Продолжительный брак — чушь. Во-первых, он ни к чему. Во-вторых, продолжительные браки — вранье. Это просто один признает, что второй изменяет. Природа такова, что все изменяют. И не только мужчины. Мужчины с кем изменяют? С женщинами. Когда показывают старика, говорящего, что у него замечательная жена, которая его всегда понимала, мы-то знаем, что это обозначает: он гулял, а она понимала. Мы с женой живем на разных квартирах, у нас гостевой брак. Он без претензий, без надрыва, без ревизий ежедневных, без этого — «Почему ты не сделаешь это?» Мы — свободные люди, мы рождены такими. Это — иллюзия, что у нас есть вторая половинка…
Раневская говорила, что «вторая половинка есть только у таблетки, мозга и ж… А я изначально целая».
Половинка — такая миграционная часть, сегодня — половинка, завтра — четверть. К этому нельзя стремиться, тем более, этим гордиться. Брак — не константа. Люди через какое-то время надоедают друг другу.
Кто в семье должен быть главным?
Только мужчина.
Идеальная женщина — какая?
Кроткая. Женщина должна подчиняться. А муж, если он грамотный и интеллигентный, понимая, что он — глава семьи, будет принимать решения, выигрышные для всей семьи. А если будет неправ, признает ошибку. Речь не идет о самодуре.
Путешествия, отдых
Отдыхать любите?
Мой отдых — смена деятельности. Лежать на пляже — не по мне.
А ходить по музеям?
Это — да. Я люблю активный, информационный и интеллигентный отдых, который помогает мне мыслить по-новому.
Где хочется побывать?
Хочу в Бразилию и Мексику. Посмотреть на мексиканский похоронный ритуал. У них он трехдневный. На могилах строят дома с постелями и там ночуют.
Что вас больше всего удивляло в поездках?
Меня всегда поражало, что люди за границей, несмотря ни на что, улыбчивые. На них приятно смотреть. Они даже когда разговаривают по телефону — улыбаются.
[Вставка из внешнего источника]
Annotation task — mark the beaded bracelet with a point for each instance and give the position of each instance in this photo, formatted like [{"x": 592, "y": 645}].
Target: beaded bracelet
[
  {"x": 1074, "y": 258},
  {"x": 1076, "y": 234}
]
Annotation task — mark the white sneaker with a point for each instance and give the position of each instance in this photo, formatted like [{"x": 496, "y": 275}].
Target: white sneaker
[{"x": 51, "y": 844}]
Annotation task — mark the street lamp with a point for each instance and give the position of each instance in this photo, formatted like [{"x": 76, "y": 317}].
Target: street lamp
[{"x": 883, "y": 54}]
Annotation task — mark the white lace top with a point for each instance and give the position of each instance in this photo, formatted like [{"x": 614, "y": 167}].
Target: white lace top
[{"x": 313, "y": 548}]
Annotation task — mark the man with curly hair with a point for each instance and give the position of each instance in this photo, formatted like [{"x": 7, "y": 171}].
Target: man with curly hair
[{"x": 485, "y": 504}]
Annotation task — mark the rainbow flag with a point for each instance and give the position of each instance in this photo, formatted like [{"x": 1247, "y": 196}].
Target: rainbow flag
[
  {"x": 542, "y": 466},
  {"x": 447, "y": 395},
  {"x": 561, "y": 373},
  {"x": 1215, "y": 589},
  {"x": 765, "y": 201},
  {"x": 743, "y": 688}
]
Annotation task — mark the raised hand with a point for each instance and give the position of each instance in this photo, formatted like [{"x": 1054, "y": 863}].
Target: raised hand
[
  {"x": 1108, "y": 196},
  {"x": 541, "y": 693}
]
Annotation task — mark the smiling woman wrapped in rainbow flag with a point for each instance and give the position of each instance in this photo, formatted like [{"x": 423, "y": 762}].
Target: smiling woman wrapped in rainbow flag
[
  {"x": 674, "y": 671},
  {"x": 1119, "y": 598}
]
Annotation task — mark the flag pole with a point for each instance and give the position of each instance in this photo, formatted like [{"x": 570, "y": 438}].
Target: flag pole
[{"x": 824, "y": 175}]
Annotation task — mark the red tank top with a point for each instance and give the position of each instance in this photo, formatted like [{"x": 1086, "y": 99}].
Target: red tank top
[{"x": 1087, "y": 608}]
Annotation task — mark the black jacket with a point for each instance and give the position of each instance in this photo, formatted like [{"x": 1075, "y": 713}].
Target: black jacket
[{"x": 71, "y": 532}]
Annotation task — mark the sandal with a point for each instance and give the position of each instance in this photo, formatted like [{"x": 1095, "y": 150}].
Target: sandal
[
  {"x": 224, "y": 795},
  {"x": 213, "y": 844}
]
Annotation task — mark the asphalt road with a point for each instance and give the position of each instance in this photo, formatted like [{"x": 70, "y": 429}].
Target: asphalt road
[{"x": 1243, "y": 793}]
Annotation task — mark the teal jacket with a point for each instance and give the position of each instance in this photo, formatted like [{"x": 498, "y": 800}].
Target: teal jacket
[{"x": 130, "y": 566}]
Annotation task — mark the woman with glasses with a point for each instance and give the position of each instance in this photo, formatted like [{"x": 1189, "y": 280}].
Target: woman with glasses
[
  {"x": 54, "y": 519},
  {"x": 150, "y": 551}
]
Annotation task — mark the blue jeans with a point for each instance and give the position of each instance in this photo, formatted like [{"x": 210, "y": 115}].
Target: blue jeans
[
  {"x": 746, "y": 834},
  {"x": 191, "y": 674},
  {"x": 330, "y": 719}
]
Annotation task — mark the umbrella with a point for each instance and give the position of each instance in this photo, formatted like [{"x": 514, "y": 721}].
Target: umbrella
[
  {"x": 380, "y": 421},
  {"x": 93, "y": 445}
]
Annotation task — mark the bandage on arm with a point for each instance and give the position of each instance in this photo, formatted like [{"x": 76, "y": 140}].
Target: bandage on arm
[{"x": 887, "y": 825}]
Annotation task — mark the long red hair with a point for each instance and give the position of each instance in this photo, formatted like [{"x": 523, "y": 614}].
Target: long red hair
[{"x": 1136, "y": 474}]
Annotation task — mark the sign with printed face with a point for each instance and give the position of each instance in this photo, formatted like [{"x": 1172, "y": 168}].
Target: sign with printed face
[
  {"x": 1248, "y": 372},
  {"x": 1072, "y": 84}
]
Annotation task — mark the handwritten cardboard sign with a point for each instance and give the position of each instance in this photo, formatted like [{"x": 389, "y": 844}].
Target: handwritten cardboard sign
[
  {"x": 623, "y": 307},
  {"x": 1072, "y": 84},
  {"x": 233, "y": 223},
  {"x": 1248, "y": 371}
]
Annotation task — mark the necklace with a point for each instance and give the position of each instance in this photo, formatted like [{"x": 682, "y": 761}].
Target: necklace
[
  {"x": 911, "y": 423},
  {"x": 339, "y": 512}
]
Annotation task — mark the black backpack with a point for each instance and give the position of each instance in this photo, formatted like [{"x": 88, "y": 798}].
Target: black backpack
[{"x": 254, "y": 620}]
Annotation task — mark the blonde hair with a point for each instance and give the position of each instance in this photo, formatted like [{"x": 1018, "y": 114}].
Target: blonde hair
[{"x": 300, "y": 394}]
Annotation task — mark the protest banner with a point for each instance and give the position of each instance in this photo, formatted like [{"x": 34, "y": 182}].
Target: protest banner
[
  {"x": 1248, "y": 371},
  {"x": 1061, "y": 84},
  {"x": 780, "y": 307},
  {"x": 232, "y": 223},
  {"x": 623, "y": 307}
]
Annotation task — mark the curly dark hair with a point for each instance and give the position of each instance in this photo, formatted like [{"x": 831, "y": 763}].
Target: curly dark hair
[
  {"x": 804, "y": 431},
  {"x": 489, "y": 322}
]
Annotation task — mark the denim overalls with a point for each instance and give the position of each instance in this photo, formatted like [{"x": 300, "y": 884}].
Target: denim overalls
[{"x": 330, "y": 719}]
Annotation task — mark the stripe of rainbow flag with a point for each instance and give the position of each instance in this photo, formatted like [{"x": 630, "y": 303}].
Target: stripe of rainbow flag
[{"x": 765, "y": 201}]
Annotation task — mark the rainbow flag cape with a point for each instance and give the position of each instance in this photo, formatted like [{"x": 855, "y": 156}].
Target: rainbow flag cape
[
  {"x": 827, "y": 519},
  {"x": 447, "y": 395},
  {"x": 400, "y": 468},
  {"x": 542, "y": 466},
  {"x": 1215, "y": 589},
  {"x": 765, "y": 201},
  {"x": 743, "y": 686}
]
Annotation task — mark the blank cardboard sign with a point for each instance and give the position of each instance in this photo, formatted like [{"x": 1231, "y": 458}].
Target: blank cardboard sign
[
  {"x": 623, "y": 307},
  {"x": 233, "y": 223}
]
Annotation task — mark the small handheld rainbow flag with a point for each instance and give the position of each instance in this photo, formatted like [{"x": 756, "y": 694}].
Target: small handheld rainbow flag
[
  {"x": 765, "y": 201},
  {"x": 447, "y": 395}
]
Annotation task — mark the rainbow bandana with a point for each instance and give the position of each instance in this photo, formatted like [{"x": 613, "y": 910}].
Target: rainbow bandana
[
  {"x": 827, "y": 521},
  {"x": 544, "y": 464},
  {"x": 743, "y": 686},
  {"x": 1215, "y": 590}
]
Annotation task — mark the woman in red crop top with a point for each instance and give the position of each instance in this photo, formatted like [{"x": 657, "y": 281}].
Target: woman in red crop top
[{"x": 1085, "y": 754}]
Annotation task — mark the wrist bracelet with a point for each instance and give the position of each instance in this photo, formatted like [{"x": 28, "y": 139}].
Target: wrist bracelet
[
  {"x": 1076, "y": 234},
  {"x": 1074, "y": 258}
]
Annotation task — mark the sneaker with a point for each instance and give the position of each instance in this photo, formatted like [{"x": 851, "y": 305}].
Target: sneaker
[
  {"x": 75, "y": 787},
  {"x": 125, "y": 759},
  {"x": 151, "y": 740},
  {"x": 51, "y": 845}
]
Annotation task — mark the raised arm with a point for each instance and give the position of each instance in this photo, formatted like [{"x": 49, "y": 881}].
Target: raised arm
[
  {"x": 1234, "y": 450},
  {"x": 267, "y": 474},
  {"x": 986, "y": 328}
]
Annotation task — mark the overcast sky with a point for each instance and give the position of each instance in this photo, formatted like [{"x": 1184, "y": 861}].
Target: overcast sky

Еще меня удивляет, что в Германии 23 % немцев предпочитают анонимные кладбища — при жизни заключают договор, что никто, кроме работников похоронного хозяйства, не должен знать, где они погребены. У них есть даже специальные леса, где не оставляют никаких меток, кто похоронен. Я не знаю почему. Но меня это просто убивает. Нельзя лишать родственников места погребения, оно — сакрально.